Abstract

Controversy exists in the literature concerning the correct infusion and sampling sites in studies measuring substrate turnover rates. To investigate this problem, we examined the results obtained with various infusion and sampling sites in 7 anesthetized dogs. [1-14C]lactate was infused by a primed continuous infusion method in three different sites (the left ventricle, ascending aorta, and the aortic arch) in a sequential fashion; samples were obtained simultaneously from five sites (femoral artery, carotid artery, pulmonary artery, superior vena cava and inferior vena cava) for each of the three different infusion sites. [U-13C]lactate was also infused in a femoral vein and simultaneous samples were obtained in the carotid artery and femoral artery for analysis of the stable isotope. [14C]lactate analysis demonstrated that infusion of the tracer into the left ventricular chamber resulted in a uniform distribution in the systemic circulation.

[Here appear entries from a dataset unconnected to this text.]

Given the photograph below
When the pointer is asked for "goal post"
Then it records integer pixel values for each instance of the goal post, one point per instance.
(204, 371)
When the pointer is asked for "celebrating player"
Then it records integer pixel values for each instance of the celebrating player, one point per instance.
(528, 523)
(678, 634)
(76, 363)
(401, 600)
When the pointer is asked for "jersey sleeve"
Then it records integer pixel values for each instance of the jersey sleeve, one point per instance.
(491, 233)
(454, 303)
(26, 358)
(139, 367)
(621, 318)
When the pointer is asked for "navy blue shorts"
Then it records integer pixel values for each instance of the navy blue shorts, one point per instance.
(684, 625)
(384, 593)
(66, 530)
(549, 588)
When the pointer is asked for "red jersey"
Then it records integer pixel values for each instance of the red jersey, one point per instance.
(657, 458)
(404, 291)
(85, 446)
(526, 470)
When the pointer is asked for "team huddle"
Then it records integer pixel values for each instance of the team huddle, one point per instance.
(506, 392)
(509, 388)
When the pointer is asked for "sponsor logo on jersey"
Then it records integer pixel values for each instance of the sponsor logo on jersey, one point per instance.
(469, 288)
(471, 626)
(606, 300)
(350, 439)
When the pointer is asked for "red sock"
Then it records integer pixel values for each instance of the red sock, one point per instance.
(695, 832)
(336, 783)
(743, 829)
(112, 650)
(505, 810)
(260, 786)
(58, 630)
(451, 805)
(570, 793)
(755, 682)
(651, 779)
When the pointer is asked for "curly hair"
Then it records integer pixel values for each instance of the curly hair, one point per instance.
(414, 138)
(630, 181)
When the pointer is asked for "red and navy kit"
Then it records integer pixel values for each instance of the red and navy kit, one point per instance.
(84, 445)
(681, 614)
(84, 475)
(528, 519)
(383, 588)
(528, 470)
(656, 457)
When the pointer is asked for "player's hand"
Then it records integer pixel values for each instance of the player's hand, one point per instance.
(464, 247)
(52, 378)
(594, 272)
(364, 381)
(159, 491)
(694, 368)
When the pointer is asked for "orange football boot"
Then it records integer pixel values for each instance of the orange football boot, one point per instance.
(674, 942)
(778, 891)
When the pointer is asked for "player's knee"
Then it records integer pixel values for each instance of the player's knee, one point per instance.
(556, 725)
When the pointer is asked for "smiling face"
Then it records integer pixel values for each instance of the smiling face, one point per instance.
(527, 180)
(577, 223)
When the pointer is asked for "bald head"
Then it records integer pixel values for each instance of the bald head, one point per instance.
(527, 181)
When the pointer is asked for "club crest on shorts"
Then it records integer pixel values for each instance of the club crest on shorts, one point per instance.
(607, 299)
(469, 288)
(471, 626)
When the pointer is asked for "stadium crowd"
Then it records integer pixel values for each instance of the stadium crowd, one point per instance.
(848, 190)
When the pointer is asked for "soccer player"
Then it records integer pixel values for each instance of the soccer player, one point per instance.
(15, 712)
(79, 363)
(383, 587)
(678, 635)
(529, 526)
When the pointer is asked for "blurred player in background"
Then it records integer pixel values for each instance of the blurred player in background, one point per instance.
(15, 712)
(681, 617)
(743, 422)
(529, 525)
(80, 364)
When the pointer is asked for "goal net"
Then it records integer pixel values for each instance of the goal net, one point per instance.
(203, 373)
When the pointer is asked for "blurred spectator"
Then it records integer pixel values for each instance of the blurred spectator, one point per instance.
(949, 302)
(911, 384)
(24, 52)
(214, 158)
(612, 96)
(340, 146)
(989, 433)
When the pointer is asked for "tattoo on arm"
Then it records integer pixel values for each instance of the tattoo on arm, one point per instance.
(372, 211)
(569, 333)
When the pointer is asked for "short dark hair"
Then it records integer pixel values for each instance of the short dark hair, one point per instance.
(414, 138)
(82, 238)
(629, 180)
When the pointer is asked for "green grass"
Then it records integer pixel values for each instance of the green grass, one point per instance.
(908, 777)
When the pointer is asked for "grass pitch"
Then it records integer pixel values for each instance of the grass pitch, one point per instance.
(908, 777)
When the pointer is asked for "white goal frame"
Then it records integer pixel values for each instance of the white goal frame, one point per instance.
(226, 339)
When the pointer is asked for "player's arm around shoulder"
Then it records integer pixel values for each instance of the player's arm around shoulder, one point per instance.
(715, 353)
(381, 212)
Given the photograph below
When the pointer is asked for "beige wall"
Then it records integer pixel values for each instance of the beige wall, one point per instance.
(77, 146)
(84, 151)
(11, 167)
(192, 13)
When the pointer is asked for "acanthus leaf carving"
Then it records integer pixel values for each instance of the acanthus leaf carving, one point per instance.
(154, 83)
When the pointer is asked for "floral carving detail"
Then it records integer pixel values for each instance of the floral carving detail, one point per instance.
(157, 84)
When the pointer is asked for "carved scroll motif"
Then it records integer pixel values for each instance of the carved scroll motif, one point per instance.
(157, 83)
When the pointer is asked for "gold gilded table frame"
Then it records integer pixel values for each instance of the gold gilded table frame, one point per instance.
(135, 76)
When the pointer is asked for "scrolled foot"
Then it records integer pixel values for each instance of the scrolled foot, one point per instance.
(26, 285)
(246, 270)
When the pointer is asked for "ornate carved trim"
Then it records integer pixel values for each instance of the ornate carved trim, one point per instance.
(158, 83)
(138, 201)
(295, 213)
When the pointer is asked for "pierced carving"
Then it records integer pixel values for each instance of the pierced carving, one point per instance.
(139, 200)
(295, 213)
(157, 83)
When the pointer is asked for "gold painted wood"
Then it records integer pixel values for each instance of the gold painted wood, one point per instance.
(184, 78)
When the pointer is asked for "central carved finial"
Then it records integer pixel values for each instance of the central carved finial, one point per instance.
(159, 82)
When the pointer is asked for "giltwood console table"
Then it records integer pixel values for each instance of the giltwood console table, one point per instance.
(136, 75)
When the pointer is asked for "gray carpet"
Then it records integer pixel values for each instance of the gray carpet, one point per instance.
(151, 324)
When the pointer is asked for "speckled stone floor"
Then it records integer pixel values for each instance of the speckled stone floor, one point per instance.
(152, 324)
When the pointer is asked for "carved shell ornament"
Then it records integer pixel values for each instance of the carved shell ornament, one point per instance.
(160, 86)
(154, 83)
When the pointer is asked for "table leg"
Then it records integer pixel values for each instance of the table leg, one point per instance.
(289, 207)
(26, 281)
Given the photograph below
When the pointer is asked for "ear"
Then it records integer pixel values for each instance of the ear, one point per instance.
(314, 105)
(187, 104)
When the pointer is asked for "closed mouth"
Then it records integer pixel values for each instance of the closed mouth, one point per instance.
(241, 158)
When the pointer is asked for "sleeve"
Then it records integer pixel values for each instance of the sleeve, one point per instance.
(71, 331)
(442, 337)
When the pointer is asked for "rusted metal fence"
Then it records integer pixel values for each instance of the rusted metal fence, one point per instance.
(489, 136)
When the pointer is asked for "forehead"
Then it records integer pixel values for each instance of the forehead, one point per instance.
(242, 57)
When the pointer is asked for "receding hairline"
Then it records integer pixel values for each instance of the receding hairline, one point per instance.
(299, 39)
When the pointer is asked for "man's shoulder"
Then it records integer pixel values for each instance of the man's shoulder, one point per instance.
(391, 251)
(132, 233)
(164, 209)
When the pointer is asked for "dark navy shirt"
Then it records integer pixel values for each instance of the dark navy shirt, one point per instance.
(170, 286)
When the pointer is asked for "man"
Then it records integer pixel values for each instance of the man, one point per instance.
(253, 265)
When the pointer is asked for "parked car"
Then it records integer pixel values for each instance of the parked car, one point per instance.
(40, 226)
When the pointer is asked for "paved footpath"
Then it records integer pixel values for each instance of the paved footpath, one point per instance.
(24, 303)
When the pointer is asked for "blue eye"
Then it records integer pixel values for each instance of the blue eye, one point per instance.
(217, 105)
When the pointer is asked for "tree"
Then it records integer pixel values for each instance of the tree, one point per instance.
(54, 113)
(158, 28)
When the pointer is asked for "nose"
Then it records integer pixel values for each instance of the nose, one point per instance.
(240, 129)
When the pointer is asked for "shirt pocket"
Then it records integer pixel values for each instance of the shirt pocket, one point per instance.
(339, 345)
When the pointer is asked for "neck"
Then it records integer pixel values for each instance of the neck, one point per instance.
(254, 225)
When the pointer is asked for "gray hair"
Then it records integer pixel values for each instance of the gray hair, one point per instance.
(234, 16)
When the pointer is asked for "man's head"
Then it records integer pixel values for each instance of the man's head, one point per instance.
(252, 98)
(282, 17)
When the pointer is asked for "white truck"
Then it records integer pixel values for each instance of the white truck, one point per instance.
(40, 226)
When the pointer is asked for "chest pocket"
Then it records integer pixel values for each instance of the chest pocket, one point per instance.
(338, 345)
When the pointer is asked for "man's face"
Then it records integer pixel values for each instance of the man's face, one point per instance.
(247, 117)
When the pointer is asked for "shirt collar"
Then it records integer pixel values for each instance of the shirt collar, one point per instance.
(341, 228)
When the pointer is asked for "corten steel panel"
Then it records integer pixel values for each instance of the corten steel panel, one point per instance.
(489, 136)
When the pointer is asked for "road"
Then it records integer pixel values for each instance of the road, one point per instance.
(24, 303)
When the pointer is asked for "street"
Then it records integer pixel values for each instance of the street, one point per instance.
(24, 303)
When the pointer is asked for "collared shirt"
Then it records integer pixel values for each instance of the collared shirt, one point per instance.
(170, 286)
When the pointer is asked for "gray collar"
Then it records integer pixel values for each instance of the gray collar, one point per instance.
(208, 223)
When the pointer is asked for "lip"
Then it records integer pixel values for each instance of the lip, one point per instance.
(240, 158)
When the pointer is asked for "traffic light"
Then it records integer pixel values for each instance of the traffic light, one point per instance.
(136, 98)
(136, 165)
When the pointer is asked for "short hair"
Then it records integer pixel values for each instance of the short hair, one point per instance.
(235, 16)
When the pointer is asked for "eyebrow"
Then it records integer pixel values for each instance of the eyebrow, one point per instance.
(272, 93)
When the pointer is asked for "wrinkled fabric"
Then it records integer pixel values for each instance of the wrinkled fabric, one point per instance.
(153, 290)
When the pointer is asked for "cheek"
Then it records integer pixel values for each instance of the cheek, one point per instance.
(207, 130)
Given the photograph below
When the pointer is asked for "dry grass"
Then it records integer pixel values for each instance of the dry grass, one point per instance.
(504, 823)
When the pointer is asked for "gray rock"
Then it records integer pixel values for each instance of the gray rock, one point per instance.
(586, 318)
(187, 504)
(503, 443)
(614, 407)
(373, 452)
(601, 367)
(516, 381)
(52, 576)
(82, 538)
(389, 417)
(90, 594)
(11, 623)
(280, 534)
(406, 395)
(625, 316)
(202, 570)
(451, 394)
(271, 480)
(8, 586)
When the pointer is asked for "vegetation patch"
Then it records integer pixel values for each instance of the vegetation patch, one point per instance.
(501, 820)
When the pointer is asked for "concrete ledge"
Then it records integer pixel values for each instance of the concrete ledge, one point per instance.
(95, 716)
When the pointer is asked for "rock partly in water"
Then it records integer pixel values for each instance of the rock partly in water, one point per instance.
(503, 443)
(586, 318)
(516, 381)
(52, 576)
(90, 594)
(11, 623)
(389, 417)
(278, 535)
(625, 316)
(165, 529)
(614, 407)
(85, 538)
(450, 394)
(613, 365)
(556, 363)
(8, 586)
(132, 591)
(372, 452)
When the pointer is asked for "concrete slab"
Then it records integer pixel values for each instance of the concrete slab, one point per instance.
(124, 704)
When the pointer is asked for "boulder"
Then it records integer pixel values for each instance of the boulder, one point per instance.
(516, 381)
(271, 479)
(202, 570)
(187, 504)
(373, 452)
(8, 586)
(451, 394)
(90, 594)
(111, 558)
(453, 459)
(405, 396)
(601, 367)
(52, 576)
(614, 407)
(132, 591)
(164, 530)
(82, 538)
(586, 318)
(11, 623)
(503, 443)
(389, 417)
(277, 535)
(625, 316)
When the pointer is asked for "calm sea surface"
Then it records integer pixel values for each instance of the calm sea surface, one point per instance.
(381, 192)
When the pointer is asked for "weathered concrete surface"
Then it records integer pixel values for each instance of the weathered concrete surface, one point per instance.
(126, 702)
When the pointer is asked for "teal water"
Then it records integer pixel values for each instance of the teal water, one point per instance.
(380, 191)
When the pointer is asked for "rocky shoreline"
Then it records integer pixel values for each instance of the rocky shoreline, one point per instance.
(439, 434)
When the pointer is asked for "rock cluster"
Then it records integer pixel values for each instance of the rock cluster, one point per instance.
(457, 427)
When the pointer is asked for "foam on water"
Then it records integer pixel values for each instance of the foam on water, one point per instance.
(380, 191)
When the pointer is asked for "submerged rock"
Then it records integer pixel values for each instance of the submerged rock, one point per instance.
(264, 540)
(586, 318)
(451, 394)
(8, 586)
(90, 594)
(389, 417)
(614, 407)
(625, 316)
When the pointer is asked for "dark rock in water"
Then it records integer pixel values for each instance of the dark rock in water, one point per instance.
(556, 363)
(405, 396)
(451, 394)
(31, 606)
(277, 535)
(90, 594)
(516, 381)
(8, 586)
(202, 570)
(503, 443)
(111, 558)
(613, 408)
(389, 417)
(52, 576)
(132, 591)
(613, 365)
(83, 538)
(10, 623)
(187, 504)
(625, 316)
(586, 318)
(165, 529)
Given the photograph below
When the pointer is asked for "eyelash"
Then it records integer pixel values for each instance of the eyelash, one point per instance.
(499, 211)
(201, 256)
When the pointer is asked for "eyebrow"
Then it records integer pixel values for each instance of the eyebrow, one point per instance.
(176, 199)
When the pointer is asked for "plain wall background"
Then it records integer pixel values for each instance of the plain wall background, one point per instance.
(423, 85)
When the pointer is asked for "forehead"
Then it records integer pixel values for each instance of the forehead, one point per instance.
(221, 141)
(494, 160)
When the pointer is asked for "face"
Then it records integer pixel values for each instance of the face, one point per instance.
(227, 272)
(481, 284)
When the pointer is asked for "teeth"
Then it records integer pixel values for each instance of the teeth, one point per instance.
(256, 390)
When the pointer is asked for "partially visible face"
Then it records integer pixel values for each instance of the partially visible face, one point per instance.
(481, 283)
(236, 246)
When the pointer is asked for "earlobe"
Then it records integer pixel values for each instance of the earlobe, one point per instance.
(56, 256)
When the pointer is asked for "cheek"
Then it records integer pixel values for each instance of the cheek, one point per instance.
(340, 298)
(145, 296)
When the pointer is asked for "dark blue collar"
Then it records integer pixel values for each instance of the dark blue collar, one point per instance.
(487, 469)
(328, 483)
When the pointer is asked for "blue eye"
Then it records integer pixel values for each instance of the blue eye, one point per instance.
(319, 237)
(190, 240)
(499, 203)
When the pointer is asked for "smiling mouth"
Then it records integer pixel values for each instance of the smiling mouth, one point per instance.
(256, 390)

Infusion into the ascending aorta near the aortic valve resulted in uniform distribution of tracer in four out of five experiments. Tracer infusion into the aortic arch resulted in nonuniform systemic distribution of tracer. The [U-13C]lactate results showed that infusion into the femoral vein gives uniform systemic distribution, similar to that observed with left ventricular infusion. The pulmonary artery lactate specific activities varied from those in the superior vena cava. Thus, this study shows that the tracer must be infused in the left ventricle or upstream from this chamber to obtain optimal systemic distribution. Vena caval sampling, especially superior vena caval sampling, will not give a consistent mixed venous concentration of the lactate tracer. Therefore, aortic tracer infusion with vena caval sampling may lead to errors in determining substrate turnover values.